Dr. David G. Simons: Travell and Simons’ Myofascial Pain and Dysfunction, The Trigger Point Manual
Physicians usually concentrate their attention on the bones, joints, bursae and nerves. The normal therapies, including anti-inflammatory medications, painkillers, steroid shots and stretching and strengthening exercises are not appropriate therapies when trigger points are the source of the problem. Consequently conventional treatment often results in very little long-term success and may even do more harm than good.
Common advice given to persons, especially athletes, suffering from trigger point pain symptoms is to exercise and strengthen the muscle. However, it is important to note that muscles that contain trigger points should not be exercized:
Again from Travell and Simons:
“Disturbances of motor functions caused by trigger points include spasm of other muscles, weakness of the involved muscle function, loss of coordination by the involved muscle, and decreased work tolerance of the involved muscle. The weakness and loss of work tolerance are often interpreted as the indication for increased exercise, but if this is attempted without inactivating the responsible trigger points, the exercise is likely to encourage and further ingrain substitution by other muscles with further weakening and de-conditioning of the involved muscle.”
In addition to referring pain and symptoms to other areas of the body, they can also cause muscle shortening which will always affect the involved bones. Bones will move in the direction that muscles pull them. Excessive and constant muscle tension (caused by trigger points), and the resulting stress to involved bones, can be manifested as:
- subluxation of the vertebrae
- joint irritation, arthritis, arthrosis
- scoliosis, lordosis, kyphosis,
- tilting pelvis,
- shortened leg length
- TMJ symptoms
- clicking joints
Muscle shortening is also normally the cause of tendinitis. The strain on the tendon where it connects muscle to bone causes micro-tears and inflammation. Releasing the trigger point can often give immediate relief.

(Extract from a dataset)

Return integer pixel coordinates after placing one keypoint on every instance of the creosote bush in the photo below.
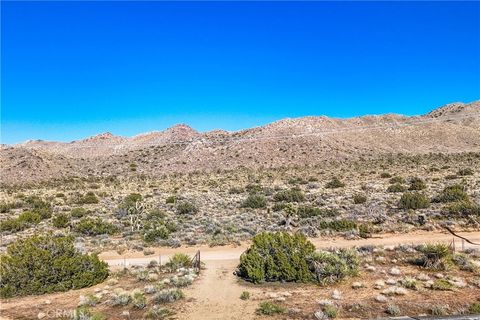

Addressing trigger points is normally the least invasive and most effective treatment available. Individuals suffering muscular pain should be aware of trigger point dynamics in order to avoid medications (with their attendant side effects), ineffective exercise regimens and especially, surgical intervention
DMR Therapy (Deep Myofascial Release) is extremely effective in addressing trigger point pain as well as pain originating in the fascia that envelops muscles and supports the skeleton and organs of the body.
The term “trigger Point” was coined by Dr. Janet Travell, personal physician to President John F. Kennedy, to describe a special type of hyperirritable knot in tense muscle fiber that causes intense pain, often far from the trigger point itself (referred pain).
President Kennedy appointed Dr. Travell as his personal physician thanks to her treatment of the debilitating myofascial pain that in 1955 had threatened to prematurely end his political career.